Kelly Barner from BuyersMeetingPoint started an “Open Call for Predictions: What does the Future of Procurement Hold?”. What a great idea – thanks Kelly for this initiative! We immediately started collecting our thoughts about what the future might bring for procurement. This is our first take, which we would like to share with you:
THE END OF SUPPIER RELATIONSHIP MANAGEMENT
Over the last decade, the topic of Supplier Relationship Management (SRM) has dominated strategic procurement. The benefits and objectives are clear to see: increased supplier performance, reduced costs, development of relationships with suppliers, defined optimization potential. To a certain degree, risks in the supplier base can also be identified as part of SRM. In most cases, however, this applies to creditworthiness checks of direct suppliers.
But what happens with subcontractors along the supply chain?
According to the current Supply Chain Insights LLC study “Can you afford the risk?”, only 18% of companies interviewed have transparency over their 2nd and 3rd tier suppliers. A recent example of a large German sports item manufacturer, who appeared in the media at the end of June, is proof of this: Following a media report about disastrous conditions at a plant in El Salvador, PUMA stopped orders as one of the business partners was not using authorized subcontractors. According to the media report, PUMA had no knowledge about this supplier, but instead, a damaged image.
And what happens with locations and hubs along the supply chain?
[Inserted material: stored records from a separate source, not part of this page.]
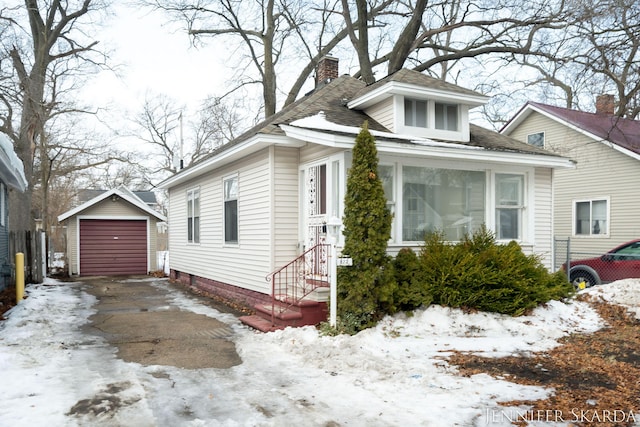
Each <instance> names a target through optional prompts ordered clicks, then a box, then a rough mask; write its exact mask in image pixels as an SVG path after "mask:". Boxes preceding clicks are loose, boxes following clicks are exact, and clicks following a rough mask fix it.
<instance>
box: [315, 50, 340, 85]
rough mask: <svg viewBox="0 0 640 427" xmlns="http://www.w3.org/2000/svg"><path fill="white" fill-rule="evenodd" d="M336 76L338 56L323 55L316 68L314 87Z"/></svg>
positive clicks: (335, 77) (336, 72) (328, 80)
mask: <svg viewBox="0 0 640 427" xmlns="http://www.w3.org/2000/svg"><path fill="white" fill-rule="evenodd" d="M337 78H338V58H334V57H332V56H324V57H322V59H320V62H318V67H317V68H316V87H317V86H320V85H321V84H324V83H329V82H330V81H331V80H333V79H337Z"/></svg>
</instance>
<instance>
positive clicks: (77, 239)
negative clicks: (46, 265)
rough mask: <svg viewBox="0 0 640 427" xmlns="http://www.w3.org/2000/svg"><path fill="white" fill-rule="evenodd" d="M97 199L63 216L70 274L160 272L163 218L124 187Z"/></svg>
mask: <svg viewBox="0 0 640 427" xmlns="http://www.w3.org/2000/svg"><path fill="white" fill-rule="evenodd" d="M87 194H90V195H91V196H93V197H92V198H90V199H89V200H86V201H84V203H82V204H81V205H79V206H76V207H75V208H73V209H70V210H68V211H67V212H65V213H63V214H61V215H60V216H58V221H59V222H60V223H61V224H62V225H64V226H66V242H67V247H66V250H65V252H66V258H67V261H68V267H69V274H70V275H80V276H102V275H109V276H114V275H129V274H148V273H150V272H154V271H156V270H158V265H157V255H156V251H157V238H158V223H162V222H164V221H166V218H165V217H164V215H162V214H160V213H159V212H157V211H155V210H154V209H152V207H151V206H153V203H151V204H149V203H147V202H146V201H144V200H143V199H141V198H140V197H139V196H138V195H137V194H136V193H135V192H133V191H131V190H129V189H128V188H126V187H124V186H122V187H119V188H114V189H111V190H108V191H103V190H98V191H95V192H87Z"/></svg>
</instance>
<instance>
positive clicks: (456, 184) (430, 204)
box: [402, 166, 486, 241]
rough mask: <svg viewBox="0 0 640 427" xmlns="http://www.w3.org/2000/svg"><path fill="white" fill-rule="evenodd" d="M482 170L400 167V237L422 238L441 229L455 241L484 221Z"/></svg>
mask: <svg viewBox="0 0 640 427" xmlns="http://www.w3.org/2000/svg"><path fill="white" fill-rule="evenodd" d="M485 187H486V174H485V172H483V171H464V170H454V169H437V168H426V167H418V166H405V167H403V168H402V240H403V241H421V240H423V239H424V235H425V234H426V233H429V232H433V231H442V232H443V233H444V235H445V238H446V239H447V240H451V241H457V240H460V239H461V238H462V237H464V235H465V234H468V233H471V232H473V231H474V230H476V229H478V228H479V227H480V226H481V225H482V224H483V223H484V222H485Z"/></svg>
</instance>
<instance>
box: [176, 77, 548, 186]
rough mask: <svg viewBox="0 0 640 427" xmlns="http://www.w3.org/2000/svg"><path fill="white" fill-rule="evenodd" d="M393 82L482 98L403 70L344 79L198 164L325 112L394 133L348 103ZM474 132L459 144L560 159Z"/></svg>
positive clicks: (271, 117)
mask: <svg viewBox="0 0 640 427" xmlns="http://www.w3.org/2000/svg"><path fill="white" fill-rule="evenodd" d="M389 81H398V82H404V83H410V84H415V85H420V86H425V87H433V88H436V89H440V90H445V91H451V92H455V93H458V94H463V95H473V96H479V95H480V94H479V93H477V92H475V91H472V90H469V89H465V88H462V87H459V86H456V85H453V84H451V83H447V82H444V81H442V80H438V79H435V78H433V77H429V76H426V75H424V74H421V73H419V72H416V71H411V70H400V71H398V72H396V73H394V74H392V75H391V76H388V77H386V78H384V79H382V80H380V81H378V82H376V83H373V84H372V85H369V86H366V85H365V84H364V83H363V82H362V81H361V80H358V79H356V78H354V77H351V76H349V75H343V76H340V77H338V78H337V79H334V80H332V81H331V82H329V83H327V84H324V85H322V86H320V87H318V88H316V89H315V90H314V91H313V92H311V93H309V94H307V95H306V96H305V97H303V98H301V99H299V100H298V101H296V102H295V103H293V104H291V105H289V106H287V107H286V108H284V109H282V110H281V111H279V112H278V113H276V114H274V115H273V116H271V117H269V118H268V119H266V120H264V121H262V122H260V123H259V124H257V125H256V126H254V127H252V128H250V129H249V130H247V131H246V132H244V133H243V134H242V135H240V136H239V137H237V138H236V139H234V140H233V141H230V142H228V143H227V144H224V145H222V146H220V147H219V148H217V149H216V150H214V151H212V152H211V154H209V155H208V156H206V157H205V158H203V159H201V160H200V161H199V162H197V164H200V163H202V162H204V161H206V160H208V159H209V158H212V157H215V156H217V155H218V154H220V153H222V152H225V151H227V150H229V149H231V148H232V147H234V146H236V145H238V144H240V143H242V142H244V141H246V140H248V139H249V138H251V137H253V136H255V135H258V134H265V135H284V132H283V131H282V129H281V128H280V127H279V125H281V124H290V123H291V122H293V121H296V120H299V119H303V118H305V117H310V116H314V115H316V114H318V113H319V112H321V111H322V112H324V114H325V116H326V119H327V120H328V121H330V122H332V123H336V124H340V125H345V126H353V127H360V126H362V124H363V123H364V121H365V120H366V121H368V122H369V129H371V130H379V131H382V132H390V130H389V129H387V128H385V127H384V126H382V125H381V124H380V123H378V122H376V121H375V120H373V119H372V118H370V117H369V116H367V115H366V114H365V113H364V112H362V111H361V110H356V109H349V108H348V107H347V102H348V101H350V100H352V99H355V98H356V97H357V96H361V95H363V94H365V93H367V92H368V91H371V90H374V89H375V88H376V87H379V86H380V85H384V84H385V83H388V82H389ZM470 129H471V140H470V141H469V142H467V143H465V142H462V143H461V142H456V144H466V145H469V146H474V147H483V148H485V149H489V150H496V151H509V152H518V153H528V154H546V155H550V156H556V155H555V154H553V153H551V152H549V151H546V150H543V149H540V148H537V147H534V146H532V145H529V144H526V143H524V142H521V141H518V140H515V139H513V138H510V137H508V136H505V135H501V134H499V133H497V132H494V131H491V130H488V129H483V128H481V127H479V126H475V125H471V127H470ZM328 133H332V132H328ZM444 142H447V141H444ZM193 166H194V165H192V166H190V167H187V168H185V169H182V170H181V171H179V172H178V174H180V173H181V172H183V171H187V170H188V169H190V168H191V167H193Z"/></svg>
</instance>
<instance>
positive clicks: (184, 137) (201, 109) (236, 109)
mask: <svg viewBox="0 0 640 427" xmlns="http://www.w3.org/2000/svg"><path fill="white" fill-rule="evenodd" d="M240 110H241V108H240V105H239V104H238V102H235V103H233V104H228V103H227V102H225V101H224V100H221V99H219V98H215V97H209V98H207V99H205V100H204V101H203V103H202V105H201V108H200V110H199V112H198V114H197V115H196V117H194V118H193V119H189V118H188V117H187V110H186V108H185V107H184V106H181V105H178V104H177V103H176V101H174V100H173V99H171V98H169V97H167V96H165V95H155V96H152V95H149V96H148V97H147V99H146V100H145V102H144V105H143V106H142V110H141V111H140V113H139V114H138V115H137V116H136V117H135V118H134V119H133V122H134V127H135V129H136V130H135V132H134V133H131V134H128V135H126V137H127V138H134V139H136V140H138V141H142V142H143V143H144V148H143V149H142V150H140V151H142V152H144V153H145V155H144V156H141V155H140V154H138V155H137V156H134V155H131V156H130V160H129V163H130V164H131V165H134V166H135V169H136V170H137V171H138V172H139V173H138V177H139V178H141V179H142V180H143V181H144V182H147V183H148V184H149V186H155V185H157V183H158V182H159V181H160V180H162V179H164V178H166V177H167V176H169V175H170V174H171V173H173V172H175V170H176V168H181V167H187V166H190V165H192V164H194V163H195V162H197V161H199V160H201V159H202V158H204V157H205V156H207V155H209V154H210V153H211V152H212V151H214V150H215V149H216V148H218V147H219V146H220V145H222V144H225V143H227V142H228V141H231V140H232V139H234V138H235V137H236V136H237V132H238V129H239V127H240V125H241V123H243V122H244V120H243V119H244V118H243V117H241V116H240V115H239V111H240ZM178 162H179V164H178Z"/></svg>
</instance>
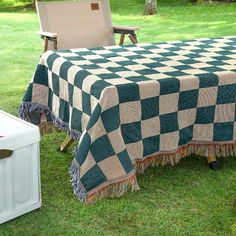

Increasing internationalization, global networking and shifting of value added processes are a real development. Disruptions in the supply chain – be they of an economic, structural, political or ecological nature – can have fatal consequences for security of supply in terms of organizations and their corporate success. A research study of PwC (Global Supply Chain and Risk Management Survey, 2013) revealed that more than 60% of respondents saw their performance indicators drop by 3% or more in 2012 as a result of a disruption in their global supply chain. This means that besides suppliers, supply-related risks along all transfer points, interim storage sites and logistics hubs must be monitored in order to secure supply.
We are convinced that the trend in future is going to be towards transparency over the entire supplier network, including location and country risks of 1-n tier supply routes. Previous supplier-centric approaches in terms of quality, stability and price of partners must be supplemented by supply security aspects along all supply routes as well as compliance aspects as regards 1-n tier relationships.
Companies in all sectors must continue to focus on their suppliers and supplier relationships – they will however have to take this a step further, namely to include the entire supply chain into their management.
So, we are not predicting that supplier management will no longer be relevant – but a holistic
1-n tier supply chain management approach will enter a new era: The conversion of SRM and SCM has started.